Everything about the StratoFighter screams tough, durable, reliable, and TACTICAL. The features of the StatoFighter are made with the operator who needs to rely on his equipment day in and day out in mind. One needs to have confidence in their equipment when the outcome in ones favor is part of the equation.
Some may take issue with the company and steel information on the knife. This does not bother me, but may be a point of contention with others. If I had a choice of any folding knife and I was heading to the big sandbox, this is the only tactical folder that would be going on my person. Owning or having owned what some consider the strongest "tactical" knives available today on the market, the StratoFighter is my choice if I can bring one folder with me to survive and make do under the harsh conditions of the desert.
Come to think of it, I live in that type of extremely harsh environ daily here in the Sonoran Desert in the free state of Arizona. Not only do I live in the environ, I'm charged with rescuing people where theirs and my own survival are dependant on the choices one makes before finding themselves in trouble.
Forethought goes a long way out here to surviving. I'm happy to have the StratoFighter along at all times now. I know should the conditions get extreme and I need to rely on the equipment I have on me to survive, the StratoFighter will stand on it's own where many others "tactical" folders would give up the ghost in an extended stay in no mans land.
The StratoFighter is THE STRONGEST "tactical" [or otherwise] folder on the market today in my opinion. I'm always looking for the strongest, most reliable folder I can get my hands on. Until I find something better than what resides on my pocket right now, I won't carry anything else for a folder.
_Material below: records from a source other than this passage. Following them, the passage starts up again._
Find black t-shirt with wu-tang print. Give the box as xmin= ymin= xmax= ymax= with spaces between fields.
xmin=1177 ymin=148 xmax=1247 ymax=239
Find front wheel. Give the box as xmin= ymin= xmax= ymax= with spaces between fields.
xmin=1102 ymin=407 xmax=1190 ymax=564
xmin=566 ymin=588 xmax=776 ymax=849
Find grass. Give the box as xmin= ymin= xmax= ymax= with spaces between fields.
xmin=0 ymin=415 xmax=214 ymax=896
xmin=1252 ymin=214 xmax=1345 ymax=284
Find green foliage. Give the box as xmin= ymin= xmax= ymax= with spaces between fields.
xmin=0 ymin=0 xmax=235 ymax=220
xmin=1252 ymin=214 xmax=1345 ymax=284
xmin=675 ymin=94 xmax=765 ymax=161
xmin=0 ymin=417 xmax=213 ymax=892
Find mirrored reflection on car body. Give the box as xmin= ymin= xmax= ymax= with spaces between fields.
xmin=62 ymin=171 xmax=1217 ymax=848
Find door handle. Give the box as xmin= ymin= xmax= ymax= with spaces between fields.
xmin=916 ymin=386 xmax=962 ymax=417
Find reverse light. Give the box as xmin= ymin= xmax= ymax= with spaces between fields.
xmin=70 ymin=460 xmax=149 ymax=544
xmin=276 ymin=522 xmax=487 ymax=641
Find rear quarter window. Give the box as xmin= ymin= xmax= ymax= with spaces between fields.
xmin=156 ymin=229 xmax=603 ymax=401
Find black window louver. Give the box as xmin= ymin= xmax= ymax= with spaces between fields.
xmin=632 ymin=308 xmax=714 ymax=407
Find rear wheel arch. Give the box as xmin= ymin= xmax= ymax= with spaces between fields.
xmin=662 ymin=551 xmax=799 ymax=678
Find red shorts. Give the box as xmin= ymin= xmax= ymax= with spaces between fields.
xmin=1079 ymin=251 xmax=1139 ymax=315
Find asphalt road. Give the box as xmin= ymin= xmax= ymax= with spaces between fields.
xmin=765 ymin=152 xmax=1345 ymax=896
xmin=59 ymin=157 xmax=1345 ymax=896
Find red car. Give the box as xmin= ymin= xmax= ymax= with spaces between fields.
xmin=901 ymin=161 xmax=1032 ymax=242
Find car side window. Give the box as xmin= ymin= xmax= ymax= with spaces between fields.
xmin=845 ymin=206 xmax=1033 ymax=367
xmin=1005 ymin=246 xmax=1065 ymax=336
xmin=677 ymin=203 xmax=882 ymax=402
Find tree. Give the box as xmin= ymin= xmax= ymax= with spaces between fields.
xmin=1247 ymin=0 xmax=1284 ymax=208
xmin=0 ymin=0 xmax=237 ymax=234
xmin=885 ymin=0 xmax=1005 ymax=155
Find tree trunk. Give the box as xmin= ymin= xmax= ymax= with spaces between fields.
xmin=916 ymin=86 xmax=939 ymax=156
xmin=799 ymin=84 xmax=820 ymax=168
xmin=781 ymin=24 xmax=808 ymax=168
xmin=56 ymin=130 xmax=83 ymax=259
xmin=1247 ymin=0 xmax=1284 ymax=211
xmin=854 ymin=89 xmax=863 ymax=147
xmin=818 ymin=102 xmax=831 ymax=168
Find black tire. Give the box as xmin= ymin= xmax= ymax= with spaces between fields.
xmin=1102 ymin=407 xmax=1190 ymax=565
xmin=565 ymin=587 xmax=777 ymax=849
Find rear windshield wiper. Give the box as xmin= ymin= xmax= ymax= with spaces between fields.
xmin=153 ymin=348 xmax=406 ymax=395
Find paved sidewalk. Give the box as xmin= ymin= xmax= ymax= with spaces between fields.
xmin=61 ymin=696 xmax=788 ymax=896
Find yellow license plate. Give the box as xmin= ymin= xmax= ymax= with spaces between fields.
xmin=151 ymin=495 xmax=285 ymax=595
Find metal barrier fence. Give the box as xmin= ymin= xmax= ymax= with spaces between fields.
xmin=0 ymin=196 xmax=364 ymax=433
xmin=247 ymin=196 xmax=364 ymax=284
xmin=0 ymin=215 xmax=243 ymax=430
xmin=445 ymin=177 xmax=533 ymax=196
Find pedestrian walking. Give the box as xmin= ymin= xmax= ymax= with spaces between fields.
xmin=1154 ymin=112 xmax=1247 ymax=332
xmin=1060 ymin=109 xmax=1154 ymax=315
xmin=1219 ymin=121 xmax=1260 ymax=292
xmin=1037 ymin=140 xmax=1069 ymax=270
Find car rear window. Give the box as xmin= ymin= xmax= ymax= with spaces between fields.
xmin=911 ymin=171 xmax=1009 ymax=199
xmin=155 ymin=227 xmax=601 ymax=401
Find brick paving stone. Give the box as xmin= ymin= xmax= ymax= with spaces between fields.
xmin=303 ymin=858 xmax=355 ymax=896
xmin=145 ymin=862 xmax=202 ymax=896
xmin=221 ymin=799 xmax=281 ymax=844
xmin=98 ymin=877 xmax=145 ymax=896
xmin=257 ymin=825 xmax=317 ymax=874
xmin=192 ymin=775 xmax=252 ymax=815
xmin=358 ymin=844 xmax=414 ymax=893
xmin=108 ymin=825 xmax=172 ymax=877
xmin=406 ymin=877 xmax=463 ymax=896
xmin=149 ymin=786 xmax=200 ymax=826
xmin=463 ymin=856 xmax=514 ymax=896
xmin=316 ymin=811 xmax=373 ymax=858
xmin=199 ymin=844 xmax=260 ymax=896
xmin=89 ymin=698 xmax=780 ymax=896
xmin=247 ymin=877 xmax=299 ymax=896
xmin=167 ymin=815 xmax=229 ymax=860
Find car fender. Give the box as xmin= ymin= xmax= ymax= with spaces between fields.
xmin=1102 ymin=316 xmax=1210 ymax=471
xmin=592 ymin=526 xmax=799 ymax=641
As mentioned before, there are many folders to choose from on the market today. Many of them are strong in design and materials and will stand well on their own for the majority of people buying them. I happen to own a considerable amount of them myself.
The StratoFighter is the toughest folding knife for real world encounters of the worst kind I have had the pleasure of owning or own presently. I’ll be using it in real world harsh conditions. If it fails in anyway I’ll be sure to get back to everyone immediately.
I don't have to just stand by this knife, I CAN STAND ON IT.
December 4th, 2008 04:40 PM
* Total Length: 10.50 in.
* Blade Length: 4.50 in.
* Weight: 9.2 oz.
* Blade Thickness: .25 nom
* Blade Steel: CTV2™ Stainless Steel
* Handle: T6160 Aircraft Aluminum
* Crisis Cross™ Cross Bolt Safety
* Raptor Lock™ Back Lock
* Heavy Duty Pocket Clip. Reversible for true ambidextrous use.
Their website is:
December 5th, 2008 08:32 AM
good review, thanks.
It would appear that they have improved. I read a review on one right after they came out that was less than favorable.
"Being a predator isn't always comfortable but the only other option is to be prey. That is not an acceptable option." ~Phil Messina
If you carry in Condition 3, you have two empty chambers. One in the weapon...the other between your ears.
December 5th, 2008 08:44 AM
December 6th, 2008 10:41 AM
Their advertising is "over the top" and hyped for the most part, that's offensive to a lot of people.
The knife is built tough though. I've tested a lot of knives over the years, I can't see my standing on any of them laterally [ the pivot strength test ] or testing the lock strength like this knife.
It's not going to be for everyone, too damned big and the edge isn't a razor blade [ but it's sharp ] as many want to carry. It's purpose built, as such it's appeal will be limited.